Search This Blog

Sunday, January 29, 2017

Biased about biases


One time, I was talking to my daughter one time about the concept of 'bad words'.  I said certain words are always inappropriate like curse words (and sort of implied an example).  I said other words, are somewhat inappropriate, but not curse words such as stupid.  I then said some words on the other hand, it really depends.  I used the example of fat.  If call or refer to a person as fat, that is a bad or rude word.  If you are using fat (as in wide) to describe a street or space, then it is just a description.  Anyway, this is the second in set of blogs regarding motivations and biases.  The first entry was Motivated to write thoughts on motivations.

The terms bias and discrimination in and of themselves are not bad words.  When we think of them, we tend to attach to them a negative connotation or context.  But, let's take each word separate.  You can have a bias in favor of vanilla or chocolate ice cream without being considered a jerk or you can have a bias towards your child and be considered reasonable in many cases.  Similarly, if you discriminatory tastes that can mean you have the ability to tell and appreciate the difference between two wines.  Also, if you are showing discrimination, you might be talking about being able to discern the difference between right and wrong.

Anyway, I have thought that sometimes people are trying so hard not to appear biased or discriminatory that it gets to a point of ridiculousness.  Meaning their actions almost seem based on the notion that they are trying to convince themselves that they aren't--discriminatory--or don't have what they actually have--biases.  I think this feed what we call political correctness.  Most people want to appear reasonable and fair-minded and in most cases people--even those of different of different views--are, but that doesn't mean ignoring reality about ourselves.

--

Let's look at bias or discrimination and face certain realities
  • We tend to favor our subgroups
    • Family
    • Friends or clique
    • Teams or those who have something in common with.
    • City, state or national group
    • Ethnic, cultural, or religious.
  • In God's eyes we are all considered equal, but that doesn't mean that all groups or subgroups are the same.
    • Until people have shown otherwise, I have always felt they should be respected regardless of their differences, provided the respect is reciprocated.  To wit, I went to Meramac Caverns with my stepson's cub scout troop and ran into a guy from Kenya.

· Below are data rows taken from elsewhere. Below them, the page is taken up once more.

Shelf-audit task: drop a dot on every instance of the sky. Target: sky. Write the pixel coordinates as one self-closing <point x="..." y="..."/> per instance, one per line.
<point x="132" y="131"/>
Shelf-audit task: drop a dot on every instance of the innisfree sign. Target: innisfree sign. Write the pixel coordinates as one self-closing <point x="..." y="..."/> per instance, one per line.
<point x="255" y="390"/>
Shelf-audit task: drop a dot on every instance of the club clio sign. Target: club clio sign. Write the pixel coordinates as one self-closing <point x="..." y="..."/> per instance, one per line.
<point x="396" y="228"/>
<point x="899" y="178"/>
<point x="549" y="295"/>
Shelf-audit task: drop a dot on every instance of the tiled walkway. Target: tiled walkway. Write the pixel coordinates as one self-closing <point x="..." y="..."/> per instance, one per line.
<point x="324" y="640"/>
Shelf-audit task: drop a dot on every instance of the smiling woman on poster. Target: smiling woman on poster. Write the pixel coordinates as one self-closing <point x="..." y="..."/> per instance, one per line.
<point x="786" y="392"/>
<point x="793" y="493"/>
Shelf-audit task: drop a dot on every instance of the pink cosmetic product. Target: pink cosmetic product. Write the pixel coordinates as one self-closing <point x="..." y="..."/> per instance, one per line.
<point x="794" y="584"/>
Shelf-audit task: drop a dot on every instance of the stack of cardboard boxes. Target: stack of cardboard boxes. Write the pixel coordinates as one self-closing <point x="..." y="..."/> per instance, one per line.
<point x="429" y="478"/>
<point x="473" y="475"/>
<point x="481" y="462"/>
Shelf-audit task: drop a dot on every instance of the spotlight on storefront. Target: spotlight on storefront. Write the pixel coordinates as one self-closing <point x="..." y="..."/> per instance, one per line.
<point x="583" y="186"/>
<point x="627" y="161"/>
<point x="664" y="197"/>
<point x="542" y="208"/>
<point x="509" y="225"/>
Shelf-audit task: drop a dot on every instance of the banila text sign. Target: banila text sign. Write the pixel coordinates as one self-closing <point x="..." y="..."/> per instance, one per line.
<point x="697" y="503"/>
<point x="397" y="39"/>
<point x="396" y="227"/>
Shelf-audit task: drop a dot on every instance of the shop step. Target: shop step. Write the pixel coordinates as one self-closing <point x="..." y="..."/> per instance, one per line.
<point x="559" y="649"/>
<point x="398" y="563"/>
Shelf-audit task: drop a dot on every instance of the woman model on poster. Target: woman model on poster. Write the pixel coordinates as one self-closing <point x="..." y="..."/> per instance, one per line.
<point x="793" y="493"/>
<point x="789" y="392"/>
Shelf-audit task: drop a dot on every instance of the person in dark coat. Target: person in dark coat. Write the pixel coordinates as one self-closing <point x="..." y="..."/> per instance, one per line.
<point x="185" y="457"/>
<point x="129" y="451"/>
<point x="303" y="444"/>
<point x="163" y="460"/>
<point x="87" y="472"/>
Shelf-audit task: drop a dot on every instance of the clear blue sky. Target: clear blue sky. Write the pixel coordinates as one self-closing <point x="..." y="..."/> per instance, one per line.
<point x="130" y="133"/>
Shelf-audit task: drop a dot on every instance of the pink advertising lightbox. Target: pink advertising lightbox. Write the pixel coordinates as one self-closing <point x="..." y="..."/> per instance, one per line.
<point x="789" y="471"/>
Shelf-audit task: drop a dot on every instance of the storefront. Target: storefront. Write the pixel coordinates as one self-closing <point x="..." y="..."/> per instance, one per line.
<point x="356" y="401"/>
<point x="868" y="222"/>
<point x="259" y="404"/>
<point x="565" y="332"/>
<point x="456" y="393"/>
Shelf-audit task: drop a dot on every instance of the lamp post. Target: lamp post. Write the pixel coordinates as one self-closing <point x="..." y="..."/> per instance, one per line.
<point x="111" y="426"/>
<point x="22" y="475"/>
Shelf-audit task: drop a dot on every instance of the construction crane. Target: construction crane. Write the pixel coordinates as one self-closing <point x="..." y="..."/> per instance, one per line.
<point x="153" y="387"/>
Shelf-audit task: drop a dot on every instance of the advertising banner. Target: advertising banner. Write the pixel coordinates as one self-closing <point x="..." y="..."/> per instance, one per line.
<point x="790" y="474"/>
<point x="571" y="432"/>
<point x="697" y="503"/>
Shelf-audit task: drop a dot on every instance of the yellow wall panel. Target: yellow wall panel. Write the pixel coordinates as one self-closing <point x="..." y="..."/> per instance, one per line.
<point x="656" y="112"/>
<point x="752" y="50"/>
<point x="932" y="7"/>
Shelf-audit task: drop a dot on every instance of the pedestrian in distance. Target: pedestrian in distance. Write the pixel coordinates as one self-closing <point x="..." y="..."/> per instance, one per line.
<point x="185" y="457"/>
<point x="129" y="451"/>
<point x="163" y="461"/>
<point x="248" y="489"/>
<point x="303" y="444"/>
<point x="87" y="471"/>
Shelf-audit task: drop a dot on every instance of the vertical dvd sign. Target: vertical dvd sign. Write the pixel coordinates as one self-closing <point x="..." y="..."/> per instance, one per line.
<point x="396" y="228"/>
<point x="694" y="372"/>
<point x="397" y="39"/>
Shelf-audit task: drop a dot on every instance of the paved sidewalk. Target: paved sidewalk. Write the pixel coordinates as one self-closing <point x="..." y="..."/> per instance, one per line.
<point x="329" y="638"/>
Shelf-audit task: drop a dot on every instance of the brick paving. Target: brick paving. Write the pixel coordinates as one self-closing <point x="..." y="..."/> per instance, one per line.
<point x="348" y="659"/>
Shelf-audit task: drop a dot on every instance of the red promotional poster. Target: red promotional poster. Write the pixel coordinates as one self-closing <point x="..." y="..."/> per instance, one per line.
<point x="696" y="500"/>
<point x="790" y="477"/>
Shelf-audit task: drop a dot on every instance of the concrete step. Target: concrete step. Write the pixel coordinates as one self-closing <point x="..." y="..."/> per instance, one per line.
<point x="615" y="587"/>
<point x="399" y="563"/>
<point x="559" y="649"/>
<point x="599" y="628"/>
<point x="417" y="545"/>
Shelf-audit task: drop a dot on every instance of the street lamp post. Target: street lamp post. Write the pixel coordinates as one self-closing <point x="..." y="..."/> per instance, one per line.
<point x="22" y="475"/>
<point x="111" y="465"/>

We got to striking up a conversation and though in many ways we were very different, we seemed to have a genuine respect for each other and could have talked all day.
    • If a subgroup does not enforce norms effectively, its foolhardy to ignore that.
  • Groups are still composed of people and therefore can have problems.  Sometimes problems are specific to a group and sometimes problems cross groups.
    • For example, certain ethnics groups show higher incidence of health issues compared to others.
    • The drawbacks to children being raised in a one parent household is something that is a problem across many groups.
  • When we are unfamiliar with a group or just are lazy, it is much easier to assign characteristics to the group or 'stereotype' them. 
    • Individuals within the group may not necessarily fit the characteristics (properly or improperly) assigned to the larger group.
      • There may be a higher rate of crime in a certain communities, but that doesn't mean that its okay to assume someone from the community is probably a criminal.
      • Certain communities may be known for placing a stronger emphasis on education, but that doesn't mean you should assume that a member of that community inherently will be more studious than others who are not from that community.
    • Certain elements of a stereotype may have some truth to them, but that doesn't make the whole stereotype valid. 
      • For example, just because a group, community or regions tends to have higher rates of poverty doesn't automatically mean that higher rates of crime have to follow.
  • Biases can protect us, but they can also hinder us.  
    • For example if an area is considered to be dangerous walking alone in after dark, we'd be foolish to walk alone there after dark (and our bias would serve to protect).  
    • On the other hand, if we hear a city like Chicago is unsafe when in reality only certain parts of it are unsafe, we might decide to avoid vacationing there and therefore might miss out on the rich experiences of Chicago.  We'd miss out on it because we let our bias dictate our behavior.
--

Unfortunately, our country has been governed by large swings in direction.  When we error in a certain direction, it is not uncommon for us to try to correct the error by going too much in another or the other direction.  Another way of saying it is that often we think in terms of black and white (no pun intended), when we should think in shades of grey.  Let's face it, in this country, racial and other discrimination have been an issue.  I don't believe the solution is to change the objects of discrimination, but instead to change the culture where discrimination. That being said, sometimes discrimination IS necessary.  For example, when a crime is committed and witnessed to be done by a young person, you typical don't look among groups of older people to find the suspect.  In other words, you discriminate in your search.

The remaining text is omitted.